Texas Tax Reform Commission

State commission overview
- Formed: November 2005
- Dissolved: March 2006 (3 months)
- Jurisdiction: Texas
- Status: Dissolved
- State commission executive: John Sharp, Chairman;
- Website: Official website (archive)

= Texas Tax Reform Commission =

State commission formed in 2005

The Texas Tax Reform Commission (TTRC) was created by Texas Governor Rick Perry in 2005 to modernize the state tax system and provide long-term property tax relief as well as sound financing for public schools. Upon the Commission's creation, Governor Perry requested that the "ultimate recommendations on reforming the state tax structure focus on the goals of lowering property taxes, ensuring greater tax fairness, and providing a long-term, reliable source of funding for public schools" in Texas.

On 4 November 2005, Perry named the 24 members of the Commission.
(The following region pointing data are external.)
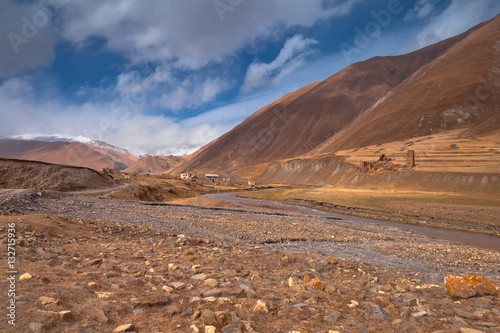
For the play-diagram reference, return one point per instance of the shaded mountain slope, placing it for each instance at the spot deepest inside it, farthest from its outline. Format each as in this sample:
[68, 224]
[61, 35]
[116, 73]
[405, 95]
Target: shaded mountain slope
[21, 174]
[460, 89]
[67, 153]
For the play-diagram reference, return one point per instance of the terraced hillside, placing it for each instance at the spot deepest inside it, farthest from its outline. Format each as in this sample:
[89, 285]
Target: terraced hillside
[444, 152]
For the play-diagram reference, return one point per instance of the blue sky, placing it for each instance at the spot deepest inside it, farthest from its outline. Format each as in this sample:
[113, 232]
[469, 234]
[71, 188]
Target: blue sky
[168, 76]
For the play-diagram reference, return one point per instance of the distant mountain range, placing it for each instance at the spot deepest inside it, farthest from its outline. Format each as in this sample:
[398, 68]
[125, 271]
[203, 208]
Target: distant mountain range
[450, 87]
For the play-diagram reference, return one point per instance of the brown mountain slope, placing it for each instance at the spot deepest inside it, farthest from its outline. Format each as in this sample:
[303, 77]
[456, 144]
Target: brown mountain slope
[300, 121]
[460, 89]
[156, 164]
[67, 153]
[20, 174]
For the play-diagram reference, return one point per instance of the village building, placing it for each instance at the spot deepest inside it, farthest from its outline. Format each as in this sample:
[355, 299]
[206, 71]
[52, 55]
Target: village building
[210, 176]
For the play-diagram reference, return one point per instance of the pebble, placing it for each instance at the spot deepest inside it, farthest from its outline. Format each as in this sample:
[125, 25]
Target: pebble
[124, 328]
[212, 283]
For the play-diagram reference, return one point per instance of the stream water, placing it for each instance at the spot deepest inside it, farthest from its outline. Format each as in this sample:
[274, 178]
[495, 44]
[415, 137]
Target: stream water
[462, 237]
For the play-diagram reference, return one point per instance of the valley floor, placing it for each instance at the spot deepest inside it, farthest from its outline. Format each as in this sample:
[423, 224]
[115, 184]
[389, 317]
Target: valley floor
[113, 262]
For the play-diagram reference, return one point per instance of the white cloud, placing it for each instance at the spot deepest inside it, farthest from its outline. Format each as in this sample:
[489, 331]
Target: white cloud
[27, 39]
[188, 34]
[22, 114]
[457, 18]
[421, 10]
[191, 93]
[290, 57]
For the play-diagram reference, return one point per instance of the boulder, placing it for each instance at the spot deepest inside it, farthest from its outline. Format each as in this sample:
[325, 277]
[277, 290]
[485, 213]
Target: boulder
[469, 286]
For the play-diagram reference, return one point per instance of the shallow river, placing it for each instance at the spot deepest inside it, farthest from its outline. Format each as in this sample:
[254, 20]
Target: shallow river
[462, 237]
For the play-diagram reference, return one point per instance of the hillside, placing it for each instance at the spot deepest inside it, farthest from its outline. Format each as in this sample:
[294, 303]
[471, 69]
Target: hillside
[457, 90]
[95, 156]
[302, 120]
[156, 164]
[19, 174]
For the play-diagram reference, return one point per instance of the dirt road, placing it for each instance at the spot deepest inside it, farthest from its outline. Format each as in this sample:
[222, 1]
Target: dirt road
[296, 231]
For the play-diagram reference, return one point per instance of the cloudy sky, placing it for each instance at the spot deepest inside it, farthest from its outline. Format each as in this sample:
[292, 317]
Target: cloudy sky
[168, 76]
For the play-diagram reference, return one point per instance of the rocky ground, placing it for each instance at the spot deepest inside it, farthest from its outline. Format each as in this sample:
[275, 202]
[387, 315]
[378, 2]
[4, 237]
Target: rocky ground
[97, 264]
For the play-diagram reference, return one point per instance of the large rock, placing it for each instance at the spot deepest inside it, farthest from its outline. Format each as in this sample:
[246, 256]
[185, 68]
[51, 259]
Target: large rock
[469, 286]
[124, 328]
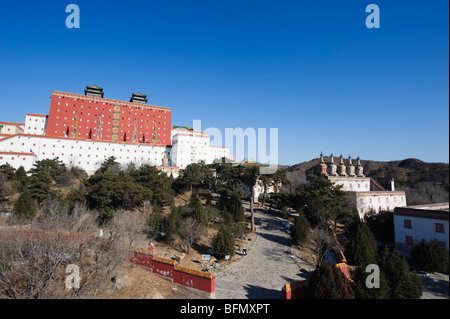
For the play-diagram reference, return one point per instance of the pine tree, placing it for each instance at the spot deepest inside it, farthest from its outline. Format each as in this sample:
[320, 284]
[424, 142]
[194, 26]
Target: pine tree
[328, 282]
[403, 284]
[430, 257]
[25, 206]
[359, 277]
[40, 183]
[362, 249]
[198, 213]
[223, 243]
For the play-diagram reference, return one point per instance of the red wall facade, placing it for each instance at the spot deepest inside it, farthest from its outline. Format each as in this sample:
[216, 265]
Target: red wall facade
[180, 275]
[118, 119]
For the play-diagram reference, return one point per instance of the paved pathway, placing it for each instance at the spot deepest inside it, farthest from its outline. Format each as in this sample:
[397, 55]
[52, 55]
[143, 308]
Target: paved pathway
[265, 269]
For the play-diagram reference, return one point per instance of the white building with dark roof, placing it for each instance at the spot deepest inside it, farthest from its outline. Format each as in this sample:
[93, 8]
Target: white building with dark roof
[414, 223]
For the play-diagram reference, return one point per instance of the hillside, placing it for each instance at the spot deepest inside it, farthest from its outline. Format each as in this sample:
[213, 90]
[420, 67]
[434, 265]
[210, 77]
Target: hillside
[407, 173]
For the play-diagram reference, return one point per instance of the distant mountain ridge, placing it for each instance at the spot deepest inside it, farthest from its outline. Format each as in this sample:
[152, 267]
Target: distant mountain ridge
[407, 172]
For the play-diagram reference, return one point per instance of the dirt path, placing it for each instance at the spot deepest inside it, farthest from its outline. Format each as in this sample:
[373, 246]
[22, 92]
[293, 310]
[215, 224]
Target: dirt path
[265, 269]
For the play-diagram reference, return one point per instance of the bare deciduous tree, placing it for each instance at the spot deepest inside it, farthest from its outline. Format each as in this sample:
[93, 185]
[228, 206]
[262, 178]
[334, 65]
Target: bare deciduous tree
[33, 260]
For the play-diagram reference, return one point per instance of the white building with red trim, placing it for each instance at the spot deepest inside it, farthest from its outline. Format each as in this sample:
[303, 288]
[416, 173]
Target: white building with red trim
[364, 192]
[22, 144]
[414, 223]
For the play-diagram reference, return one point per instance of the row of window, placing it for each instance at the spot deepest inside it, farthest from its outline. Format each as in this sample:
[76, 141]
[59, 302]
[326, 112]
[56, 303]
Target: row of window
[439, 227]
[410, 242]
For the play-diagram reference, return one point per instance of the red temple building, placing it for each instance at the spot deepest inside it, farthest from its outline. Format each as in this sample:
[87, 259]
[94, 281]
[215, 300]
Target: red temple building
[93, 117]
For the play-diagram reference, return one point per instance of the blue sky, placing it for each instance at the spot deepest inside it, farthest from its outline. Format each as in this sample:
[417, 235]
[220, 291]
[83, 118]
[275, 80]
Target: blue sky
[312, 69]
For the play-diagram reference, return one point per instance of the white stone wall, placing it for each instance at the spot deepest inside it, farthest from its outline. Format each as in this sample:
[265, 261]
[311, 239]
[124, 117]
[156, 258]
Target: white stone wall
[10, 128]
[18, 159]
[377, 201]
[35, 124]
[192, 147]
[86, 154]
[352, 184]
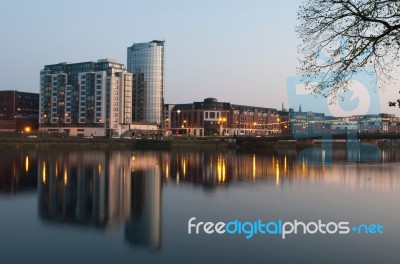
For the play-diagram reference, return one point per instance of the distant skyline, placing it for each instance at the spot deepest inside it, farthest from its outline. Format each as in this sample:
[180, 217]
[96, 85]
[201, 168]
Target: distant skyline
[236, 51]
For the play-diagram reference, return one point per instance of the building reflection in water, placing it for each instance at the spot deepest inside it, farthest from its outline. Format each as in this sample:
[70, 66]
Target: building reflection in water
[103, 190]
[18, 172]
[144, 225]
[213, 168]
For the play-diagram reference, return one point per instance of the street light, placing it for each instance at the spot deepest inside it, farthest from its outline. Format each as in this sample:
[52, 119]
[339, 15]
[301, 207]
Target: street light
[221, 121]
[178, 121]
[44, 120]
The team included a diverse, bipartisan group of private sector leaders representing all segments of the Texas economy. John Sharp, a Democrat and former Texas Comptroller from 1991 to 1999, was chosen to steer the Commission as its chairman.

Over the next four months, the Commission would travel across the State of Texas, holding hearings at which public input by citizens was encouraged. On 29 March 2006, the Commission released its Final Report.